Rewriting an arbitrary number of path segments to query parameters

I have this .htaccess rule:

RewriteRule viewshoplatest/(.*)/(.*)/(.*)/(.*)/(.*)/(.*)/(.*)/(.*)/(.*)/(.*)/(.*)/(.*)/(.*)/(.*)/(.*)/(.*)/$ /viewshoplatest.php?$1=$2&$3=$4&$5=$6&$7=$8&$9=$10&$11=$12&$13=$14&$15=$16

It should map a URL like this:

http://www.veepiz.com/viewshoplatest/start/10/end/10/filter/0/ownerid/0/sortby/date/sortdir/DESC/cat/0/scat/0/

to this:

http://www.veepiz.com/viewshoplatest.php?start=0&end=10&filter=0&ownerid=0&sortby=date&sortdir=DESC&cat=0&scat=0

When I click on link and print $_GET variables I get this:

Array ( [start] => 10 [end] => 10 [filter] => 0 [ownerid] => 0 [sortby] => start0 [start1] => start2 [start3] => start4 [start5] => start6 )

Any ideas as to why it’s behaving badly?


Ok i have fixed this by rewriting the rule to

RewriteRule viewshoplatest/start/(.*)/end/(.*)/filter/(.*)/ownerid/(.*)/sortby/(.*)/sortdir/(.*)/cat/(.*)/scat/(.*)/$ /viewshoplatest.php?start=$1&end=$2&filter=$3&ownerid=$4&sortby=$5&sortdir=$6&cat=$7&scat=$8

Solution 1:

First of all: You shouldn’t use .* if you can be more specific, like in this case [^/]+. Because multiple .* can cause immense backtracking. So:

RewriteRule ^viewshoplatest/([^/]+)/([^/]+)/([^/]+)/([^/]+)/([^/]+)/([^/]+)/([^/]+)/([^/]+)/([^/]+)/([^/]+)/([^/]+)/([^/]+)/([^/]+)/([^/]+)/([^/]+)/([^/]+)/$ /viewshoplatest.php?$1=$2&$3=$4&$5=$6&$7=$8&$9=$10&$11=$12&$13=$14&$15=$16

You can use a took like RegexBuddy to see the difference in how these regular expressions are processed.

But since mod_rewrite does only allow to reference the first nine groups (see Tim’s answer), you could use an iterative approach and process one parameter at a time:

RewriteRule ^viewshoplatest/([^/]+)/([^/]+)/([^/]+/[^/]+/.*)$ /viewshoplatest/$3?$1=$2 [QSA,N]
RewriteRule ^viewshoplatest/([^/]+)/([^/]+)/([^/]*)/?$ /viewshoplatest.php?$1=$2&$3 [QSA,L]

The first rule will process one parameter pair at a time (except the last pair) by append it to the already existing ones (see QSA flag) and then restart the rewriting process without incrementing the internal recursion counter (see N flag).
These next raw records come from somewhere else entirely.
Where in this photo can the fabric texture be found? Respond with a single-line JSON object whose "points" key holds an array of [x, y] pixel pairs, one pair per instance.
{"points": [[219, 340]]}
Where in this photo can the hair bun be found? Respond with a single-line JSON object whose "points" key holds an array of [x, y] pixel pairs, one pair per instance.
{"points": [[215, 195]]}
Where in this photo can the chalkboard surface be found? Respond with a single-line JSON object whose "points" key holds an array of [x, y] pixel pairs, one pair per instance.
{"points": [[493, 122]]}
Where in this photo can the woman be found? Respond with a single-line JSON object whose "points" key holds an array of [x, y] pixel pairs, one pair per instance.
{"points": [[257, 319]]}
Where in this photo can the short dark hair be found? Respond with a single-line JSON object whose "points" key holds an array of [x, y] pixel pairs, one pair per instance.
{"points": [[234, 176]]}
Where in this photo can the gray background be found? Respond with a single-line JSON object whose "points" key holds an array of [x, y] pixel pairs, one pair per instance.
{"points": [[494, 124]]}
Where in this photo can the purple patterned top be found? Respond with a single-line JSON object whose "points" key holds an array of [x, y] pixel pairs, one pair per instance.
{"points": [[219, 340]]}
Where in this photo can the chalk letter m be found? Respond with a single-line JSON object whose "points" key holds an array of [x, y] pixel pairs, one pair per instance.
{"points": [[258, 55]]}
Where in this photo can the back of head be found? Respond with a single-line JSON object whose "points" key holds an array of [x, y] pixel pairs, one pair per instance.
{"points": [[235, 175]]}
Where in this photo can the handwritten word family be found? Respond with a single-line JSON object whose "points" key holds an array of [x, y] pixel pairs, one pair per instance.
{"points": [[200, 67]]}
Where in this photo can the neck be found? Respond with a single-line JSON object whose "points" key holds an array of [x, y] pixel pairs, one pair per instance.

The second rule will then rewrite the last parameter pair (or just the name) and end the iteration.

But since using the N flag might be dangerous as it can cause an infinite recursion, you could also use PHP to parse the requested path:

$_SERVER['REQUEST_URI_PATH'] = parse_url($_SERVER['REQUEST_URI'], PHP_URL_PATH);
$segments = implode('/', trim($_SERVER['REQUEST_URI_PATH'], '/'));
array_shift($segments); // remove path prefix "/viewshoplatest"
for ($i=0, $n=count($segments); $i<$n; ) {
    $_GET[rawurldecode($segments[$i++])] = ($i < $n) ? rawurldecode($segments[$i++]) : null;
}

Now you just need this rule to pass the request through:

RewriteRule ^viewshoplatest(/|$) /viewshoplatest.php [L]

Solution 2:

Just to expand on what you found out, you can only define nine groups to be used as backreferences, which is why it's generally a better idea to rewrite to a script sans-query string and have the script examine REQUEST_URI in cases where you will have a lot of data to parse out.

From the documentation:

Back-references are identifiers of the form $N (N=0..9), which will be replaced by the contents of the Nth group of the matched Pattern

$0 is the entire matched pattern, giving you the remaining nine numbers to work with. Any higher number is treated as a backreference followed by some literal numeric characters.